The walk to the lake along a buttercup lined footpath with young lambs playing in the fields was a delightful start to the afternoon and it was truly good to be alive and out in the English countryside.

I set up a floating line and a team of imitative patterns, a gold-head PTN on the point, a buzzer on the middle dropper and a diawl bach on the top dropper. I was surprised just how far the reservoir had dropped since my last visit back on opening day on March 1st when the lake was full to the brim.

Wading out into the cool clear water I extended the line across the water. Paused to allow the flies to sink a little and started a slow figure of eight retrieve. I expected a pull at any second as I settled into the session. Swallows and martins swooped over the water and birdsong resonated all around.

I kept an eye on other anglers around the lake and caught sight of the occasional bent rod and flurry of foam as a fish neared the net. After about an hour starting the line zipped tight and a hard fighting rainbow of around 3lb posed for the camera.

I fished on optimistically changing the flies from time to time but sticking to the slow imitative approach because that is what I had expected to work.

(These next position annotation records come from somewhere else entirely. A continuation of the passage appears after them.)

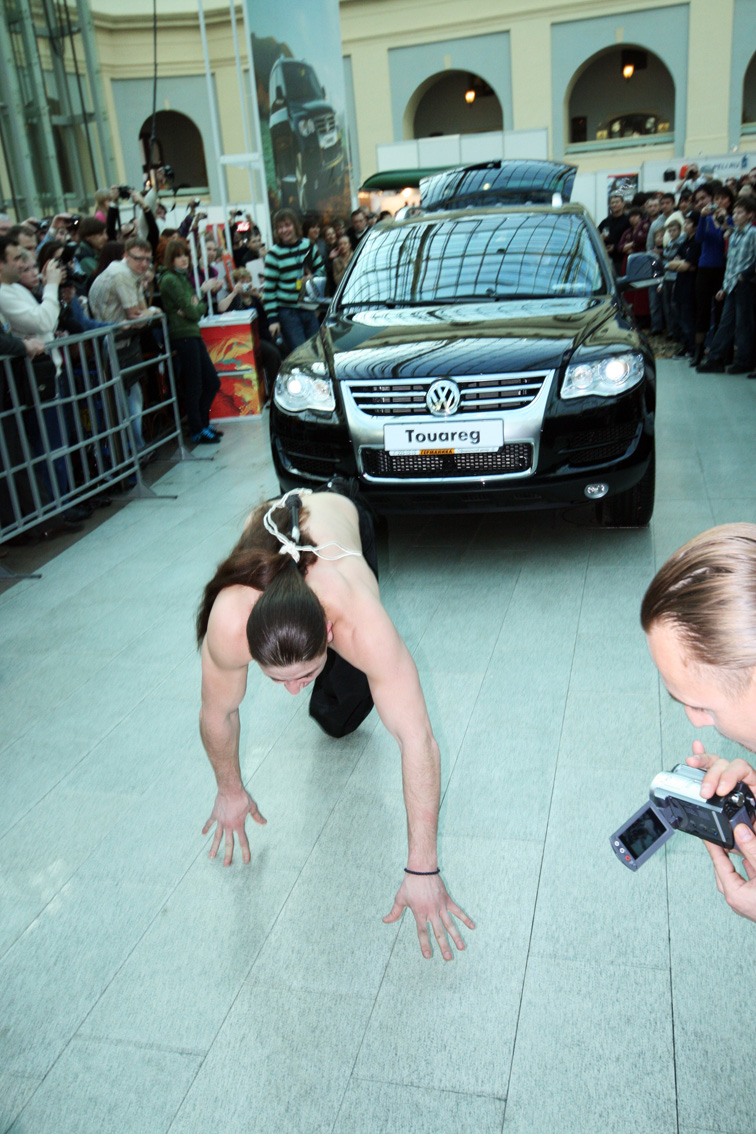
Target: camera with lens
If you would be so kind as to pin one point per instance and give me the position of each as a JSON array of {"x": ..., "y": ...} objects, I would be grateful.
[{"x": 676, "y": 804}]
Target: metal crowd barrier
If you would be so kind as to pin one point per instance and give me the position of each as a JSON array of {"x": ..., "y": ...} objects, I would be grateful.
[{"x": 61, "y": 445}]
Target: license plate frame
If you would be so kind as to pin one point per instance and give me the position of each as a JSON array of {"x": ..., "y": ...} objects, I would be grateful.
[{"x": 443, "y": 437}]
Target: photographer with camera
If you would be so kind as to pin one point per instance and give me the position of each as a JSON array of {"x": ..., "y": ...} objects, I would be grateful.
[{"x": 699, "y": 617}]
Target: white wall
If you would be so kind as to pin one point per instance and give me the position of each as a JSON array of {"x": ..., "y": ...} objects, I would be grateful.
[{"x": 463, "y": 149}]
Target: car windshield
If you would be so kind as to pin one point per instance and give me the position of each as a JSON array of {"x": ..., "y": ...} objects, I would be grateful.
[
  {"x": 300, "y": 83},
  {"x": 492, "y": 256}
]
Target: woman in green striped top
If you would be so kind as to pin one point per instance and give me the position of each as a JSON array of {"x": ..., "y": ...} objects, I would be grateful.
[{"x": 288, "y": 264}]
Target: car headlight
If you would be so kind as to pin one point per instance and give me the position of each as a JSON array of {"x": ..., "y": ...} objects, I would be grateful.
[
  {"x": 299, "y": 389},
  {"x": 603, "y": 378}
]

Slowly as the afternoon slipped into evening I began to lose some of that early confidence. Whilst the occasional fish rose further out it was clear that the hoped for evening rise was not going to happen.

I should perhaps have changed to slow sink line and gone deeper with a lure but on this occasion I had perhaps become too content just enjoying the day going through the motions of fishing the fly.

I drove home as the sun set over Exmoor thinking of my return to the lake in the not to distant future.